L'émission Arrêt sur Image de cette semaine (30/10/10) avait pour thème "A l'étranger, une certaine admiration !" à propos du mouvement social français. Plusieurs journalistes étrangers (Suedois, Allemande et Espagnol) invités sur le plateau ont évoqué une admiration de leur concitoyens pour le mouvement social français tant pour sa durée, son homogénéité, sa cohérence et sa légitimité. Ces éloges étrangers ont provoqué un certain enthousiasme pour le "Grand Soir" dans les commentaires internet suite à cette émission. Selon les commentateurs, ce "Grand Soir" viendrait des banlieues défavorisées qui en seraient le point de départ et qui propageraient leur énergie révolutionnaire. L'un des commentateurs à même écrit : « le peuple souffre, le jour où il commencera à avoir faim le raz-de-marée aura lieu, et les banlieues en seront le point de départ, que les nantis qui n'ont pas encore compris l'état de frustration et de colère qui se répand dans la France, en profite encore un petit peu, car cela va être d'une rare violence.»

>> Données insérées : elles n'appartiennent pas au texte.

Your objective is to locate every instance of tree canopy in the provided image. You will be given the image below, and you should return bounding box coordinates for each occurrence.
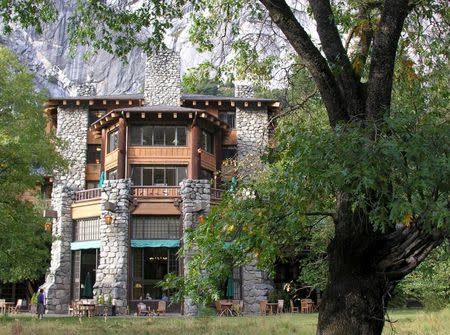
[0,46,64,282]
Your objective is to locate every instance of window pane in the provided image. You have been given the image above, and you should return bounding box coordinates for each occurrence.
[142,126,153,145]
[87,144,101,164]
[154,127,165,145]
[177,127,186,146]
[177,166,187,184]
[107,130,118,153]
[227,113,236,128]
[202,130,213,153]
[131,166,142,186]
[165,127,176,146]
[130,126,142,145]
[166,168,176,186]
[143,168,153,185]
[154,168,165,185]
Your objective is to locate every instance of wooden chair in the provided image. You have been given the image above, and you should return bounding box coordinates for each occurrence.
[290,300,299,313]
[0,299,5,315]
[232,300,244,316]
[8,299,22,314]
[277,299,284,314]
[300,299,314,313]
[137,303,147,316]
[259,300,270,316]
[156,300,166,315]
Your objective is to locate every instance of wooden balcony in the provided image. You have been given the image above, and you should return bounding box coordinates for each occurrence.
[132,186,180,199]
[74,188,101,202]
[200,151,216,171]
[85,164,101,181]
[105,149,118,171]
[128,146,190,164]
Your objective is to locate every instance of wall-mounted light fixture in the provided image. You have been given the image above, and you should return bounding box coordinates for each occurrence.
[104,214,114,225]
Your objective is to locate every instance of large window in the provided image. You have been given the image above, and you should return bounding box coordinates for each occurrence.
[131,165,187,186]
[201,130,214,154]
[106,169,117,180]
[131,216,180,240]
[131,247,179,300]
[87,144,101,164]
[219,110,236,128]
[107,129,118,153]
[73,217,100,241]
[130,126,187,146]
[72,249,99,300]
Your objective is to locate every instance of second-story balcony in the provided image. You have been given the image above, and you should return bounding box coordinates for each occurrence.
[132,186,181,199]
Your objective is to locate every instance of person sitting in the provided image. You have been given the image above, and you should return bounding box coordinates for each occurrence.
[161,293,169,302]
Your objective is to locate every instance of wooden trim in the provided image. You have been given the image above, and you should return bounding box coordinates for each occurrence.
[223,129,237,145]
[200,151,216,172]
[105,150,118,171]
[117,117,127,179]
[101,128,106,172]
[191,125,201,179]
[85,164,101,181]
[72,200,101,219]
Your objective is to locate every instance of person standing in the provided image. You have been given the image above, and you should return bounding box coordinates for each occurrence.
[37,289,45,320]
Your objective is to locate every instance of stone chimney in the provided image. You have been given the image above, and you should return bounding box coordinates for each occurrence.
[144,50,181,106]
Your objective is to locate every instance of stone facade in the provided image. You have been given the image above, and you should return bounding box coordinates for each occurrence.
[43,106,89,313]
[94,179,132,315]
[234,81,273,314]
[180,179,211,316]
[144,51,181,106]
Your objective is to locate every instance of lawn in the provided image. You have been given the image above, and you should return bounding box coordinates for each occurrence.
[0,309,448,335]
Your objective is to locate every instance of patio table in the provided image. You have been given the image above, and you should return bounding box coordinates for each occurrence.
[219,302,234,316]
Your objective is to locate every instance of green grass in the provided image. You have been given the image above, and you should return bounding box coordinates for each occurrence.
[0,309,448,335]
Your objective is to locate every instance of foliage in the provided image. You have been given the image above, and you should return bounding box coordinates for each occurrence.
[30,292,38,305]
[181,62,234,96]
[0,46,64,282]
[393,243,450,310]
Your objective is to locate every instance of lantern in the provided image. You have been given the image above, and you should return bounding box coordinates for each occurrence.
[197,215,205,224]
[104,214,113,225]
[44,222,52,232]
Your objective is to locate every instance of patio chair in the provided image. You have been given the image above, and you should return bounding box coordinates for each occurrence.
[0,300,6,315]
[289,300,299,313]
[259,300,270,316]
[300,299,314,313]
[156,300,166,315]
[137,303,148,316]
[8,299,22,314]
[277,299,284,314]
[215,300,226,316]
[232,300,244,316]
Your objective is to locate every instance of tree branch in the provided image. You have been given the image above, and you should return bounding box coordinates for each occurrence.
[309,0,365,119]
[259,0,349,127]
[366,0,411,121]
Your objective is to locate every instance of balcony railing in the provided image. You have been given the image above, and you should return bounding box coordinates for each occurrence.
[74,188,101,202]
[132,186,181,198]
[211,188,223,204]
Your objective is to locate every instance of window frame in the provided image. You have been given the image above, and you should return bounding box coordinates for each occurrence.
[107,129,119,153]
[129,125,187,147]
[131,165,187,186]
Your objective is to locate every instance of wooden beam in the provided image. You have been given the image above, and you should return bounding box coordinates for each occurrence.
[141,113,145,119]
[117,117,126,179]
[191,125,201,179]
[192,101,197,106]
[101,128,106,172]
[205,101,209,106]
[188,113,193,119]
[111,112,118,118]
[63,100,67,106]
[89,100,94,106]
[231,101,235,107]
[218,101,222,106]
[200,112,207,118]
[125,112,130,118]
[128,100,132,105]
[271,102,281,107]
[173,113,177,119]
[257,101,262,107]
[76,100,80,106]
[103,100,107,105]
[244,101,249,107]
[158,113,162,119]
[115,100,120,105]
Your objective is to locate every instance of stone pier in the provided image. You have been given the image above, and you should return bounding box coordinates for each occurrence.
[94,179,132,315]
[180,179,211,316]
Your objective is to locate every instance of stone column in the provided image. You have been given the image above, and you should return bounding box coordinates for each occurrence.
[144,50,181,106]
[43,105,89,313]
[180,180,211,316]
[94,179,132,315]
[234,81,273,314]
[43,186,74,313]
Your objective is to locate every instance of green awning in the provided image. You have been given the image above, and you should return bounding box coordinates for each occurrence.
[71,240,101,250]
[131,240,180,248]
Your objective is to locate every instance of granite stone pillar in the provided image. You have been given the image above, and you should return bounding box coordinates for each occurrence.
[180,179,211,316]
[94,179,132,315]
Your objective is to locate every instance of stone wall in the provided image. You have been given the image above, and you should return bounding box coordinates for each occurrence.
[180,179,211,316]
[43,105,89,313]
[94,179,132,315]
[234,81,273,314]
[144,51,181,106]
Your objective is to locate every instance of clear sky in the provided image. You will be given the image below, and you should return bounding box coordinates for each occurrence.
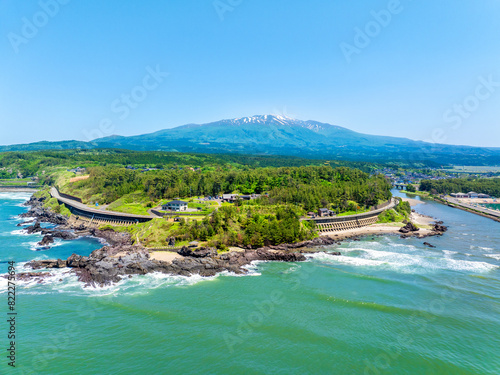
[1,0,499,147]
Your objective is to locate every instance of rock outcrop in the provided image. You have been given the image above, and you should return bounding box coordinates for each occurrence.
[38,235,54,246]
[433,223,448,233]
[399,222,419,234]
[21,195,68,226]
[27,245,310,287]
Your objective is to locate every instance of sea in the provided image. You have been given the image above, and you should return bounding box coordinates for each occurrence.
[0,190,499,375]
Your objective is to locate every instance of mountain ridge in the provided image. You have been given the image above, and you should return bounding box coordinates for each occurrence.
[2,115,499,165]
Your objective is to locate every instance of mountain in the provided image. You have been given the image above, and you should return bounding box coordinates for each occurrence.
[2,115,500,165]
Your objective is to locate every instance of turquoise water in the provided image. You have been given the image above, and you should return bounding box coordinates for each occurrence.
[1,191,499,374]
[480,203,500,211]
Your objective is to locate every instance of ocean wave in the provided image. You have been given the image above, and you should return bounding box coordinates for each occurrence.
[307,248,498,274]
[10,229,31,236]
[240,260,263,276]
[0,260,268,296]
[484,254,500,261]
[470,245,494,251]
[0,192,32,201]
[442,250,458,256]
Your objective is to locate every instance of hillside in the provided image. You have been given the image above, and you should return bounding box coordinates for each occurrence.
[2,115,500,165]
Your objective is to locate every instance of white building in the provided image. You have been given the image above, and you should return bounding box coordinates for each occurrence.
[162,200,188,211]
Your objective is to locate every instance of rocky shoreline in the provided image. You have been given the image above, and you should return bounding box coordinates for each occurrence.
[16,193,447,287]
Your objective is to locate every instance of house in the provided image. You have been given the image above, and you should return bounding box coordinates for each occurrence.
[478,193,490,198]
[451,192,468,198]
[67,167,86,174]
[222,194,237,203]
[468,192,479,199]
[162,200,188,211]
[318,208,329,217]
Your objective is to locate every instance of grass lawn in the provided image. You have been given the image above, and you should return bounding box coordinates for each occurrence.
[107,202,149,216]
[0,178,34,186]
[105,191,155,216]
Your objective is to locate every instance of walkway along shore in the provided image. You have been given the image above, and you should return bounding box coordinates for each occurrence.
[306,198,398,234]
[51,187,152,224]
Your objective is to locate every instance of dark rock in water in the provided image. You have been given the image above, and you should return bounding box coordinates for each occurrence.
[38,235,54,246]
[26,221,42,234]
[29,259,67,269]
[178,246,217,258]
[433,224,448,233]
[21,195,68,226]
[435,221,444,225]
[26,245,308,287]
[399,222,419,234]
[423,242,436,248]
[46,230,77,240]
[330,251,341,256]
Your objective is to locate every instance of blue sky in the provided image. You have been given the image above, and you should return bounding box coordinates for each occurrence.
[1,0,499,147]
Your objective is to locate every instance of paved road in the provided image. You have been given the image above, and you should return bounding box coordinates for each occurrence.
[445,197,500,218]
[51,187,152,220]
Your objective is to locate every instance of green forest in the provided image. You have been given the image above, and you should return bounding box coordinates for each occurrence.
[65,165,391,212]
[0,149,396,248]
[419,178,500,197]
[0,149,379,179]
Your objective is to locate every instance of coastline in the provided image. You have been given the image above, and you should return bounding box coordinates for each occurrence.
[0,187,40,192]
[17,191,447,287]
[405,191,500,223]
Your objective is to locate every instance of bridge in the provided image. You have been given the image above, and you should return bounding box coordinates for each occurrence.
[393,183,408,190]
[304,199,398,234]
[51,187,153,225]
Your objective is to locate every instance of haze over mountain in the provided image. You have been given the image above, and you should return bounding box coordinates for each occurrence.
[2,115,500,165]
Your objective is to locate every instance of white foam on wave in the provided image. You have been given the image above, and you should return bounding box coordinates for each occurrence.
[2,259,268,296]
[484,254,500,261]
[240,260,263,276]
[442,250,458,256]
[307,245,498,274]
[0,192,32,201]
[10,229,30,236]
[470,245,494,252]
[307,252,385,267]
[479,246,494,251]
[442,258,498,272]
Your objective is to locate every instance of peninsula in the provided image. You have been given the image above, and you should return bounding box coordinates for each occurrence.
[3,150,447,286]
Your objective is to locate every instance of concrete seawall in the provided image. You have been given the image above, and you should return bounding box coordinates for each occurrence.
[306,198,398,233]
[51,187,152,224]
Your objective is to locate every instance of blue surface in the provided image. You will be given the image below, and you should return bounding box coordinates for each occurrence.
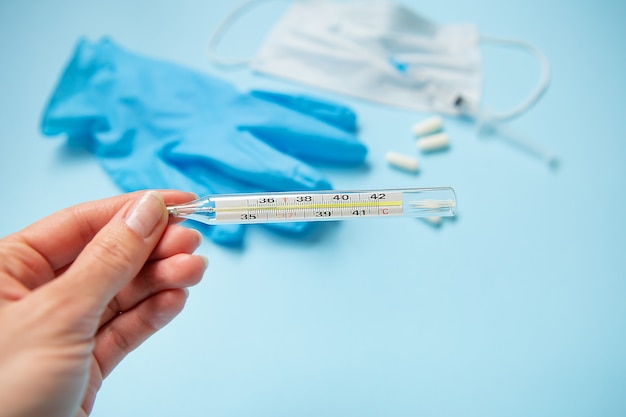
[1,0,625,416]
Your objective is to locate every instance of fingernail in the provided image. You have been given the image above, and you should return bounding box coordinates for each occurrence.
[125,191,165,238]
[199,255,209,270]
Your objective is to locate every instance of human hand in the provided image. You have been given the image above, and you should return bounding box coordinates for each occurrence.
[0,190,207,417]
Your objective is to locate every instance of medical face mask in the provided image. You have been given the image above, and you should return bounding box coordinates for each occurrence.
[209,0,554,163]
[210,0,481,115]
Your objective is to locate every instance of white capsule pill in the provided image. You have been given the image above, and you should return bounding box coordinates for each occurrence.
[412,116,443,136]
[417,132,449,152]
[423,216,443,226]
[386,151,419,173]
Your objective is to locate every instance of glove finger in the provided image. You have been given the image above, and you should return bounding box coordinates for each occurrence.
[224,96,365,165]
[246,122,367,165]
[41,38,111,140]
[250,90,358,133]
[164,131,333,192]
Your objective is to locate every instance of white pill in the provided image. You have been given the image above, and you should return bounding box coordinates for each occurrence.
[412,116,443,136]
[416,132,449,152]
[386,151,419,173]
[423,216,443,226]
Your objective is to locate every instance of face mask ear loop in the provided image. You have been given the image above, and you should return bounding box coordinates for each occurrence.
[208,0,288,67]
[455,36,557,167]
[477,35,552,124]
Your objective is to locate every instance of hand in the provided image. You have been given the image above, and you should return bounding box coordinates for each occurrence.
[0,190,207,417]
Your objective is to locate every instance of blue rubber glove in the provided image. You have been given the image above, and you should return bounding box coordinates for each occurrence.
[41,37,367,246]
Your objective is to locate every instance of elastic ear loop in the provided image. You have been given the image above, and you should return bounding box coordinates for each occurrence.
[476,35,551,123]
[208,0,288,67]
[458,35,557,166]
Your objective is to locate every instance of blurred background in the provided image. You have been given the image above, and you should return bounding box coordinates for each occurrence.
[1,0,625,416]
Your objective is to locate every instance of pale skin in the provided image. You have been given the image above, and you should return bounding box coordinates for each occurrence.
[0,190,207,417]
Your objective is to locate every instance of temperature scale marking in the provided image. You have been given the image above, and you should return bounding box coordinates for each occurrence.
[214,192,404,223]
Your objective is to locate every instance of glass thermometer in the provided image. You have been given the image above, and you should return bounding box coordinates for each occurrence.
[166,187,456,225]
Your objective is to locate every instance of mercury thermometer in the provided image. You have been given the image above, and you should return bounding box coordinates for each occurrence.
[166,187,456,225]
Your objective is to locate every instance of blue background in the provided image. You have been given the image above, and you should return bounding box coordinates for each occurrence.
[1,0,625,416]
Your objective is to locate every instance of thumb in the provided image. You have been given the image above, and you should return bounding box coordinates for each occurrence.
[48,191,169,313]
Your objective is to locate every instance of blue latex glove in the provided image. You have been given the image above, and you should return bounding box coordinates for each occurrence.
[41,38,367,246]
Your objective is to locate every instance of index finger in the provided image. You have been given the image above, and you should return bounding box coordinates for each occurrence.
[17,190,197,272]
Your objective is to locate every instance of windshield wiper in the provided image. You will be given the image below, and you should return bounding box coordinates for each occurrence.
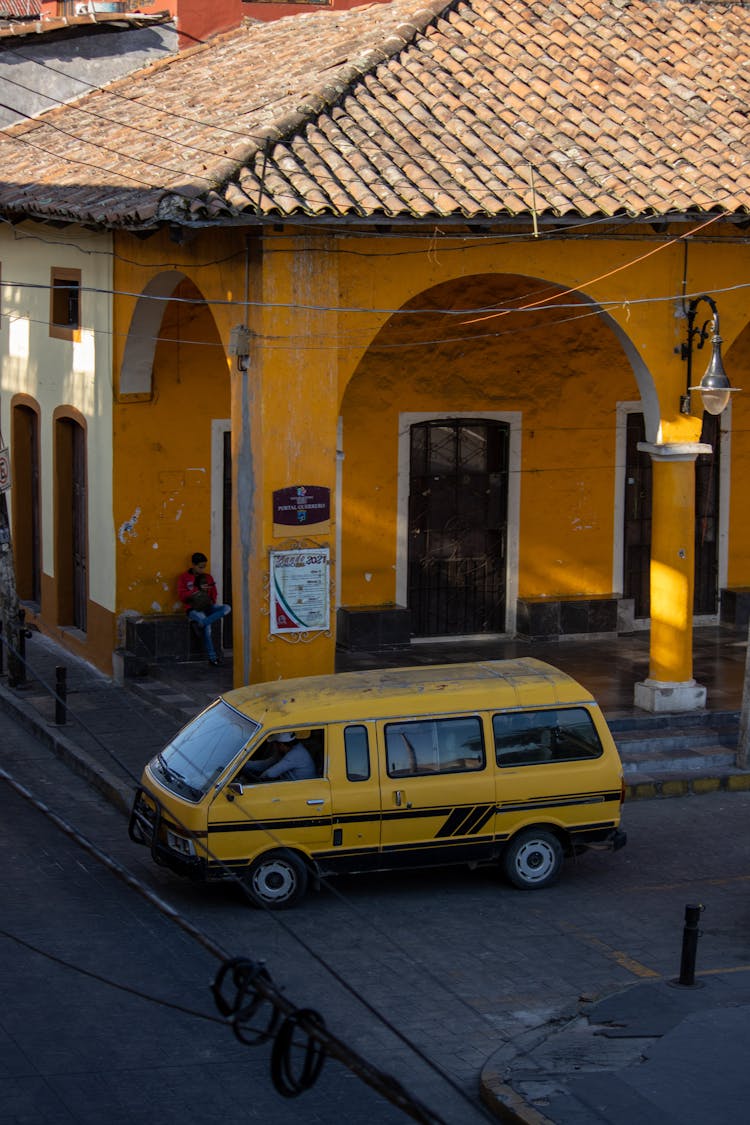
[157,753,185,783]
[157,754,204,799]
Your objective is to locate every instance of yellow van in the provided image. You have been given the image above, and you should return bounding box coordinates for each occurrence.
[129,658,626,908]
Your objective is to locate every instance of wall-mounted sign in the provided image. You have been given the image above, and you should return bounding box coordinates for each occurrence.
[0,447,10,493]
[269,548,330,634]
[273,484,330,536]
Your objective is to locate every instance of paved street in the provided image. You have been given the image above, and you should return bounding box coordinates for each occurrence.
[3,705,750,1124]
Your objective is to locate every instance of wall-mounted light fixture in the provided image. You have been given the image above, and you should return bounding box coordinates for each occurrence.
[228,324,251,372]
[680,294,740,416]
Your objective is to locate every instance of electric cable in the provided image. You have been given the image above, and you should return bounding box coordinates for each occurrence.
[1,49,747,234]
[0,636,498,1123]
[0,762,451,1124]
[2,210,745,270]
[6,269,750,320]
[0,97,216,190]
[0,924,226,1025]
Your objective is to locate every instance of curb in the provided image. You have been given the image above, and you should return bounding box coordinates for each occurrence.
[3,667,750,822]
[478,1012,580,1124]
[0,680,134,816]
[479,1063,555,1124]
[624,770,750,801]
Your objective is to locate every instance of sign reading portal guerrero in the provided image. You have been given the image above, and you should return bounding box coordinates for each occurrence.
[270,548,330,634]
[273,484,330,536]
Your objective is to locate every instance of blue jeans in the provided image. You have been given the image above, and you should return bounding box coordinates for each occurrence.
[188,605,231,660]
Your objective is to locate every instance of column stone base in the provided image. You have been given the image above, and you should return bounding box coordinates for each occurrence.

Ah comme on voudrait bien ! Surtout en ce moment : tout péter ! Planque ton cul Sarko on va débouler rue du Faubourg Saint Honoré dans la demeure que tu occupes par usurpation !
Bon, ça y est on s'est défoulé, ça fait du bien. Cela dit, les banlieues "chaudes" point de départ révolutionnaire, on disait déjà cela il y a vingt cinq ans. A l'époque, en 1984-85, j'allais au lycée à Evry dans l'Essonne tout près de la cité des Pyramides. Régulièrement il y avait des affrontements entre les jeunes de cette cité et des jeunes de la cité des Tarterêts de Corbeil-Essonne, ville avoisinante ou ceux de la cité de la Grande Borne de Grigny, ville également voisine. Ca se passait souvent dans le centre commercial Evry2 mitoyen à la cité des Pyramides. J'étais même dans ce centre commercial quand un jeune a été tué par balle par un autre jeune près de la patinoire. S'en était suivi une mini flambée de violence contre la police qui était alors intervenue, il y avait eu du saccage, ça y allait à la barre de fer et aux battes de base ball. Nous étions à l'opposé du centre commercial et on nous avait fait évacuer les lieux. Régulièrement ces cités faisaient déjà la une des journaux qui en rajoutaient un peu sur la dramatisation et la focalisation sur les "jeunes des cités." Dans les médias des sociologues nous expliquaient qu'il y avait un gros malaise et que les banlieues déjà qualifiées de "chaudes" depuis belle lurette à l'époque exprimaient un mécontentement qui risquait de se propager au delà de leurs murs et de monter dans les couches sociales avec la même violence... Je parle de ce que j'ai vécu mais je ne serais pas surpris qu'on me dise qu'il en était de même dans les années 75 après le choc pétrolier de 73.
Non, la violence des banlieues dites "chaudes" ou plus exactement en souffrance a été contenue en leur sein et n'est jamais sortie de leurs murs. Pour qu'elles soient le déclencheur de quelque chose, il faudrait une empathie entre la classe moyenne et ceux qui souffrent dans ces banlieues. Or cette empathie n'existe pas car la classe moyenne qui voit son pouvoir d'achat diminuer n'a pas faim des mêmes choses que ceux qui n'arrivent pas à payer leur loyer, les assiettes ne sont pas les mêmes non plus. Ceux de ces banlieues ont le sentiment de n'avoir rien à perdre tandis que la classe moyenne a toujours beaucoup à perdre même si on lui retire la moitié de ce qu'elle possède. La révolte n'a pas la même source et n'est pas pensée de la même manière, il n'y a pas de fil conducteur, il n'y a donc pas de propagation. Tant qu'il aura une distance aussi importante entre les sources des problèmes de chacun, le pouvoir est tranquille. Un petit coup de pouvoir à une pseudo-gauche et les bobos ainsi que toute cette classe moyenne rentreront dans le rang pour dix nouvelles années pendant que les banlieues "chaudes" continueront à crever.
Le Grand Soir n'est pas pour demain... mais bon, peut-être qu'y croire permet de ne pas relâcher notre vigilance, de continuer à regarder et de nous indigner pour forcer les changements par le pouvoir de la rue. C'est cette capacité typiquement française que semblent "admirer" nos voisins. Pourvu que cette capacité dure. Pourvu que je me trompe et que personne ne rentra le rang même si la pseudo-gauche arrivait au pouvoir.